A multi-modal approach is usually taken to treat IBC, which means more than one treatment is used. This approach has been shown to produce better treatment responses and longer survival rates for patients. The treatments often included in a multi-modal approach are:

  • Neoadjuvant chemotherapy – Usually six cycles of this chemotherapy are used over four to six months prior to surgery to remove a tumor. If the cancer continues to spread during these treatments, the surgery may commence.
  • Targeted therapy – This usually done when biopsy tests reveal that a tumor can be treated with certain drugs. Since IBC can produce large amounts of the HER2 protein, it may be targeted with a drug like trastuzumab or Herceptin. Studies show that IBC treated with this drug along with chemotherapy, responds better and improves survival rates.

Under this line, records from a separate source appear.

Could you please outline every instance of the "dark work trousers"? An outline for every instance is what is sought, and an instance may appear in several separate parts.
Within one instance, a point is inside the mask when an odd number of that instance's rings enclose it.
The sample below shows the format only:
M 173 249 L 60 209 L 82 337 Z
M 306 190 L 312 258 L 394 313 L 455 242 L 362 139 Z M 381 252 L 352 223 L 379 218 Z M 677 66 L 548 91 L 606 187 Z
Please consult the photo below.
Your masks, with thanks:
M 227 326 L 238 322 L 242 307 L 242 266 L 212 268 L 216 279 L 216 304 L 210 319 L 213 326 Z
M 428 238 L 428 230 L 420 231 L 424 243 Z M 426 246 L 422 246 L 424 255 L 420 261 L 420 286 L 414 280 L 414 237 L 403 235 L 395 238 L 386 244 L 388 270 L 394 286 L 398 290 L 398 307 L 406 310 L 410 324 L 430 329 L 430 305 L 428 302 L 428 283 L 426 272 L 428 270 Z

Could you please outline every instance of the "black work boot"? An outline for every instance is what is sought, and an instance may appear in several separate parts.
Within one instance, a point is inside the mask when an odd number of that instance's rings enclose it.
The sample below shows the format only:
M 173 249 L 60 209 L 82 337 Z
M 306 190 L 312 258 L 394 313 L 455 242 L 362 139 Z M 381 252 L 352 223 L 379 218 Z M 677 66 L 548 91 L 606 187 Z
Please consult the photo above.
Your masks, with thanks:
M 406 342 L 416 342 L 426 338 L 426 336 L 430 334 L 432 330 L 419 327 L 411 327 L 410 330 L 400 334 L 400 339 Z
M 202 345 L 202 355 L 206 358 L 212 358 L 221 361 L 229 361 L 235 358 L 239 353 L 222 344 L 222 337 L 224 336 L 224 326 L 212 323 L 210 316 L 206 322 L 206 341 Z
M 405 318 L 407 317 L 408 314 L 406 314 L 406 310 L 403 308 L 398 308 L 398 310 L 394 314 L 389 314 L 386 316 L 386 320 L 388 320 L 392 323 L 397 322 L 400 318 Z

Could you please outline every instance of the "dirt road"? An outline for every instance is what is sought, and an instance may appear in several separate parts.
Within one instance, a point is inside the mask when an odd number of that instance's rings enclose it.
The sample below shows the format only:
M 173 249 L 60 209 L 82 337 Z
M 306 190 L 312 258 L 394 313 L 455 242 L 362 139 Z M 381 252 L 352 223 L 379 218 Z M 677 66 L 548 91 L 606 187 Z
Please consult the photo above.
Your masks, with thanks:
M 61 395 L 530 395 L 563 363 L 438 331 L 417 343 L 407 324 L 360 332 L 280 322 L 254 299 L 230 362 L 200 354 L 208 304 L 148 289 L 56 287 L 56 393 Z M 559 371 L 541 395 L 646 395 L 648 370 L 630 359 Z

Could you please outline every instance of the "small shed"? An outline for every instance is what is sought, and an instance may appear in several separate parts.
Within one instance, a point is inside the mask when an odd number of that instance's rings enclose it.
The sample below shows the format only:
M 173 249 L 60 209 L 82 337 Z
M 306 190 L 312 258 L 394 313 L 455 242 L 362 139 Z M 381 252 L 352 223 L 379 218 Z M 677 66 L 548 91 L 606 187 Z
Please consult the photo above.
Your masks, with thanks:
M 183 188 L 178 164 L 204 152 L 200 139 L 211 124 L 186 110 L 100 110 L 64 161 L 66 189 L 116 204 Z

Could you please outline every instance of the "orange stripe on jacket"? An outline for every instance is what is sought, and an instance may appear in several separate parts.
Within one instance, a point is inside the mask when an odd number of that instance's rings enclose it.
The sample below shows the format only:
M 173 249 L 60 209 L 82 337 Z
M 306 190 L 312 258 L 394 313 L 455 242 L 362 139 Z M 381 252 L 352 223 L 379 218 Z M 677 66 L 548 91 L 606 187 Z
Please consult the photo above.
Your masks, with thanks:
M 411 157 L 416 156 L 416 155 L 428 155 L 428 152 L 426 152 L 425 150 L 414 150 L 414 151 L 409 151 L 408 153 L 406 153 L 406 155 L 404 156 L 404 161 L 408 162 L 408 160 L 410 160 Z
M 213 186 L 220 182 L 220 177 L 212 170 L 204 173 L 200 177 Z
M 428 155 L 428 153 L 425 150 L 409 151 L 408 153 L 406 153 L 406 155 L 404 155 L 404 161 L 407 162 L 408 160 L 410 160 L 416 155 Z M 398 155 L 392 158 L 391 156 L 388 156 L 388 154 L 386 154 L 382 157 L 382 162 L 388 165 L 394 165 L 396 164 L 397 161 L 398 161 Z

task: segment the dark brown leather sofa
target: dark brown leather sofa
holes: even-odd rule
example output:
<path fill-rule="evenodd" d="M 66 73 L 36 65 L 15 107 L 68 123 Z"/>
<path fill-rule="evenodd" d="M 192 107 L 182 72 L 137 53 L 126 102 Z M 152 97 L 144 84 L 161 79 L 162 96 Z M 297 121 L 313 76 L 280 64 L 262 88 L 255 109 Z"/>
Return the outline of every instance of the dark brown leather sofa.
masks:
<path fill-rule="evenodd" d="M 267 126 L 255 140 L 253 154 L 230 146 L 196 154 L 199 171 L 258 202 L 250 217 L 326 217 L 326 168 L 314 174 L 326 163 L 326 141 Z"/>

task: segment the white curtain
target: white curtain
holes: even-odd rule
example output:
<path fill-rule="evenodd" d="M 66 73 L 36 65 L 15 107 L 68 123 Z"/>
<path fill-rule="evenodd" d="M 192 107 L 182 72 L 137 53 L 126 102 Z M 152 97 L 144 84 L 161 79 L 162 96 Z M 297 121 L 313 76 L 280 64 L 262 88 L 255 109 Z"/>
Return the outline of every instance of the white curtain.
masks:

  • Hormone therapy – If hormone receptors are detected during a biopsy, then drugs are used to bind to the receptors and prevent further hormones from being produced, which will stop cancer cells from growing and kill them.
  • Surgery – The standard procedure for IBC patients is often a modified radical mastectomy. This involves removing the entire breast, along with the lymph nodes under the arm on the same side. Sometimes the lining of the chest muscle or a small chest muscles may need to be removed as well.
  • Radiation – This is done after a mastectomy, but prior to a breast reconstruction.
  • Adjuvant therapy – Additional treatments like chemotherapy, targeted therapies, or antihormonal treatments or any combination of them may be done to help keep the cancer from coming back.
  • Supporter or palliative care – This is done to improve the patient's quality of life in cases of life-threatening IBC and to give their caretakers and loved ones support.